On June 24, an arXiv preprint by UCSD researchers Barna Saha, Yinzhan Xu, and Christopher Ye proved that the classic computational‑geometry problem of finding the farthest pair of points in any super‑constant dimension requires time essentially quadratic in the number of points.
AI‑Generated Proof
The initial proof was produced by GPT‑5.5 Pro from a two‑sentence prompt that asked the model to adapt an existing proof idea to improve the known 2^{O(log* n)} bound. After several iterative rounds—incorporating feedback, using Codex for manuscript refinement, and consulting Claude Opus and Gemini—the model produced a complete, verifiable proof.
Background on the Problem
Chen Lijie, a renowned theoretical computer scientist, spent seven years advancing the farthest‑pair problem, pushing the lower‑bound exponent to 2^{Θ(log* n)} in a 2018 paper. His later work at OpenAI helped disprove the Erdős unit‑distance conjecture, introducing algebraic‑number‑theoretic techniques that later became the key to crossing the final barrier.
Why the Problem Is Hard
The task can be visualized as locating the two most distant people in a stadium where each person’s position is described by hundreds or thousands of coordinates, i.e., a high‑dimensional space. The best known algorithm runs in time roughly n^{2‑c/d} (where n is the number of points, d the dimension, and c a constant). Assuming the Strong Exponential Time Hypothesis (SETH), no algorithm can beat the near‑quadratic bound as the dimension grows, even extremely slowly (e.g., log log log log n).
Technical Barrier: Prime Density
Previous approaches split a long vector into L blocks of b bits and used b distinct primes to test each block via the Chinese Remainder Theorem. The smallest b primes already reach about b log b, and their product grows exponentially with b, making the encoding cost prohibitive when b is large.
Breakthrough via Number‑Field Prime Splitting
The new paper employs a more refined construction in a CM number field. In such a field, a modest‑size prime (≈√L) splits into Θ(b) prime ideals, effectively providing many “prime‑like” resources from a constant number of ordinary primes. For example, the integer 7, prime in ℤ, factors as (3+√2)(3‑√2) in ℚ(√2), illustrating how primes can “split” when the number system is extended.
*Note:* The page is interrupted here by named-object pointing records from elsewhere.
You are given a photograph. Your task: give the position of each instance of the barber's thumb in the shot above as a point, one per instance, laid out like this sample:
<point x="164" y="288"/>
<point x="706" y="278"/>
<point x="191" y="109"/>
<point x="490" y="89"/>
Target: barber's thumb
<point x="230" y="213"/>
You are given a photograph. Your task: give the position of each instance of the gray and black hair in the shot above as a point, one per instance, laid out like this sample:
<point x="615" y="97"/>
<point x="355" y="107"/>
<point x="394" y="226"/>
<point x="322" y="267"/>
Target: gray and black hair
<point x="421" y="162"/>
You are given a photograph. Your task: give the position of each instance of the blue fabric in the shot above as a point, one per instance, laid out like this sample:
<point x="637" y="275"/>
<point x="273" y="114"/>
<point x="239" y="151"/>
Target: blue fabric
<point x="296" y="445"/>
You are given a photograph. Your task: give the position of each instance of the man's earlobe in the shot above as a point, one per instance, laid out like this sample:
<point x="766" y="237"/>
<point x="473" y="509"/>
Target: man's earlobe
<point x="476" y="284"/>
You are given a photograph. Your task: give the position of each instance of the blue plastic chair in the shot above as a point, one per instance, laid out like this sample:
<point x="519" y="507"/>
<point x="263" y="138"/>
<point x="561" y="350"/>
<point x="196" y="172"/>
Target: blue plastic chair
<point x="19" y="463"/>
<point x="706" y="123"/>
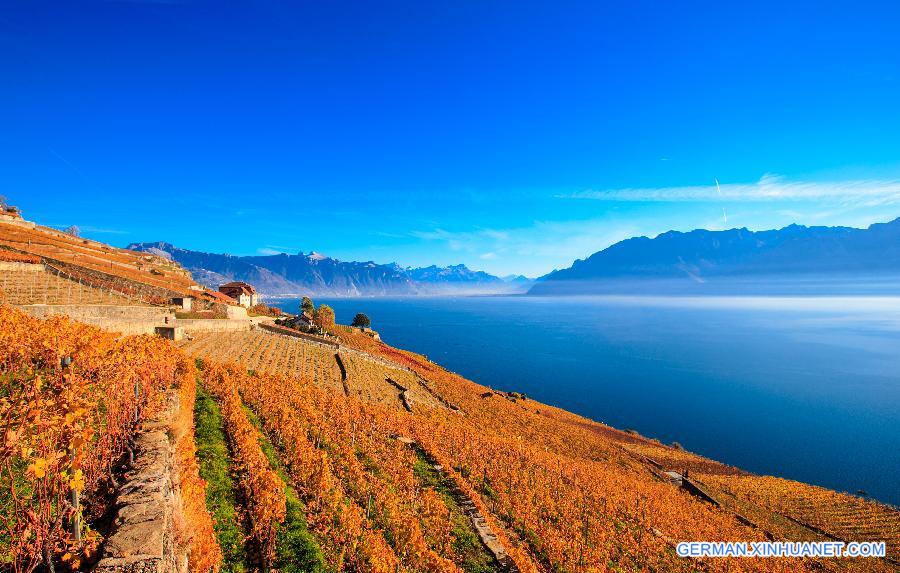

Using this splitting, the reduction’s computational overhead shrinks to e O(b√L log L), which is sub‑quadratic for any super‑constant dimension, thereby establishing the claimed lower bound.
How AI Discovered the Proof
The paper’s sixth page reproduces the original prompt given to ChatGPT‑5.5 Pro: “Try to use this proof idea [link 1] to improve the 2^{O(log* n)} bound in [link 2].” The model failed on the first attempt, but after multiple back‑and‑forth interactions—prompt refinements, AI‑generated feedback, and manuscript repairs—it finally produced a valid proof.
Subsequent verification relied on formal tools: the authors used the Lean 4 theorem prover (via the Aristotle system) to formalize a critical lemma, which in turn depended on the Aleph Prover’s earlier formalization of the Erdős unit‑distance result.
Implications
The result bridges two rarely‑cited research communities—combinatorial geometry and fine‑grained complexity—by identifying a shared bottleneck (prime density) and transferring a breakthrough across fields. The new lower bound also impacts related problems such as bichromatic closest‑pair, maximum inner‑product search, and Hopcroft’s problem, and it informs theoretical limits of algorithms for Transformer attention and dynamic neuron‑trigger detection.
Beyond the specific theorem, the work illustrates a reproducible AI‑human collaboration model that may become a standard approach for future mathematical research.